É quase impossível de suportar a Palavra hoje proclamada; porque ela rompe com os nossos esquemas mais tradicionais, ela esbarra com conceitos que temos como imutáveis, ela desorienta as certezas que já acumulámos; ela abana construções que temos por terminadas e definitivas!
Descobrimos e redescobrimos um Deus que chama e provoca a segui-l'O com absoluta fidelidade, sem podermos pactuar com «senhores» outros que cobiçam permanentemente o lugar de Deus na vida e no coração!
Trata-se de escolhermos se queremos, ou não, ser dignos de Deus, ou seja, se desejamos, ou não, assumir radicalmente a nossa condição de baptizados, de discípulos, de enamorados de Jesus Cristo! E quando se «agenda» o amor a Deus e ao próximo, não se é, portanto, digno de Deus; quando a hipocrisia assume lugar de destaque na nossa conduta quotidiana, não se é, portanto, digno de Deus; quando se vive em função da imagem e da aparência diante do olhar dos outros em vez da verdade e da justiça que Deus vê, não se é, portanto, digno de Deus; cada vez que Cristo e a Igreja são secundarizados por valores que denominamos de nobres e de positivos, de fundamentais e insubstituíveis, não se é, portanto, digno de Deus; sempre que absolutizamos a nossa postura, pensamentos, verdades, e até a própria vida, não se é, portanto, digno de Deus; sempre que fazemos de Deus mais um simples concorrente com as demais realidades que nos podem oferecer a paz e a felicidade almejadas pelos nossos corações, não se é, portanto, digno de Deus!

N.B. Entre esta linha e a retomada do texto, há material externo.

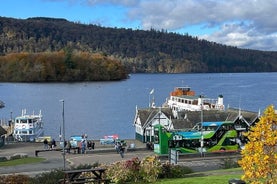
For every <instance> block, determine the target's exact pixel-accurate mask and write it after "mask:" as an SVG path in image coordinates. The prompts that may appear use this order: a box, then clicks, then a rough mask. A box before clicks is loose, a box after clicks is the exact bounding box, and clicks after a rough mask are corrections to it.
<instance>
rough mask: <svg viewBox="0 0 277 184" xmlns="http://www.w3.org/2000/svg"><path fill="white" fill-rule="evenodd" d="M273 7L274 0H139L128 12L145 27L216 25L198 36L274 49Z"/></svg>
mask: <svg viewBox="0 0 277 184" xmlns="http://www.w3.org/2000/svg"><path fill="white" fill-rule="evenodd" d="M276 8H277V1H275V0H232V1H229V0H222V1H218V0H205V1H202V0H187V1H183V0H171V1H167V0H161V1H156V0H152V1H141V3H140V5H139V7H134V8H133V9H131V10H130V13H129V14H130V16H131V17H132V18H137V19H140V21H141V24H142V27H143V28H144V29H150V28H155V29H166V30H169V31H176V30H179V29H181V28H183V27H188V26H191V25H197V24H201V25H204V27H215V26H219V30H218V31H216V32H214V33H212V34H211V35H203V36H201V34H202V33H199V37H201V38H205V39H207V40H210V41H215V42H218V43H222V44H226V45H233V46H237V47H242V48H250V49H260V50H277V44H276V42H277V38H276V34H277V32H276V27H277V16H276V15H275V14H276V13H275V12H276ZM238 22H241V23H238ZM203 32H204V28H203ZM188 34H190V33H188Z"/></svg>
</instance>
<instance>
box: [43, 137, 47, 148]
mask: <svg viewBox="0 0 277 184" xmlns="http://www.w3.org/2000/svg"><path fill="white" fill-rule="evenodd" d="M43 145H44V149H45V150H47V149H48V140H47V139H46V138H45V139H44V140H43Z"/></svg>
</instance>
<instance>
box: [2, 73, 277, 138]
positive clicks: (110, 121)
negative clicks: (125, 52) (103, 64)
mask: <svg viewBox="0 0 277 184" xmlns="http://www.w3.org/2000/svg"><path fill="white" fill-rule="evenodd" d="M176 86H190V87H191V88H192V90H194V91H195V92H196V94H197V95H200V94H202V95H205V96H207V97H210V98H217V96H218V95H220V94H222V95H223V96H224V104H225V107H227V106H230V107H235V108H239V107H240V108H242V109H245V110H250V111H254V112H258V111H259V110H260V111H261V112H263V111H264V109H265V108H266V107H267V106H268V105H270V104H273V105H275V106H276V104H277V73H224V74H132V75H131V76H130V78H129V79H127V80H124V81H118V82H81V83H0V100H2V101H4V102H5V105H6V106H5V107H4V108H3V109H0V119H9V118H10V115H12V116H13V117H14V116H17V115H20V114H21V110H22V109H27V112H29V113H32V112H33V111H34V112H37V113H38V112H39V110H41V111H42V114H43V118H44V123H45V124H44V125H45V126H44V127H45V128H44V129H45V135H50V136H52V137H54V138H58V136H59V134H60V127H61V124H62V102H61V101H60V100H61V99H63V100H64V112H65V125H66V126H65V132H66V133H65V135H66V137H67V138H68V137H69V136H71V135H80V134H84V133H86V134H87V135H88V137H89V138H91V139H100V138H103V136H105V135H112V134H118V135H119V137H120V138H122V139H126V138H134V136H135V129H134V127H133V122H134V116H135V111H136V106H137V107H138V108H144V107H148V104H149V97H150V94H149V93H150V91H151V90H152V89H154V93H153V96H154V98H155V102H156V106H161V105H162V104H163V103H164V101H165V99H166V98H167V97H168V96H169V93H170V92H171V91H172V90H173V89H174V87H176ZM153 96H152V95H151V98H152V97H153ZM11 112H12V113H11Z"/></svg>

O caminho é bem claro e está sobejamente traçado diante de nós: Cristo Jesus, servo da humanidade, que lava os pés aos irmãos, e que entrega a Sua vida pela nossa própria vida.
E porque o discípulo não é mais que o seu Senhor, para sermos dignos continuadores desta divina missão, jamais podemos criar evangelhos de conveniência, liturgias de agrado particular, comportamentos legitimados pela nossa inércia e endeusamento pessoais, pregações que minimalizem a Boa Nova do Reino, sermões que obstaculizem a beleza de Cristo e de Cristo Crucificado por Amor!
Evangelhos à nossa medida, espiritualidades de acordo com as nossas vontades, cristianismo reduzido à nossa imagem, fé secundarizada à nossa semelhança, alcança, simplesmente essa Palavra incómoda e escandalosa do texto sagrado hoje proclamado na liturgia de hoje: «não é digno de Mim»!
Importa escolher com ousadia; importa decidir com coragem e determinação: ou por Cristo ou contra Cristo! Jamais haverá meio termo! Para leigos, sacerdotes, bispos! Ou por Ele, ou contra Ele!
Por que ou por quem nos decidimos verdadeiramente?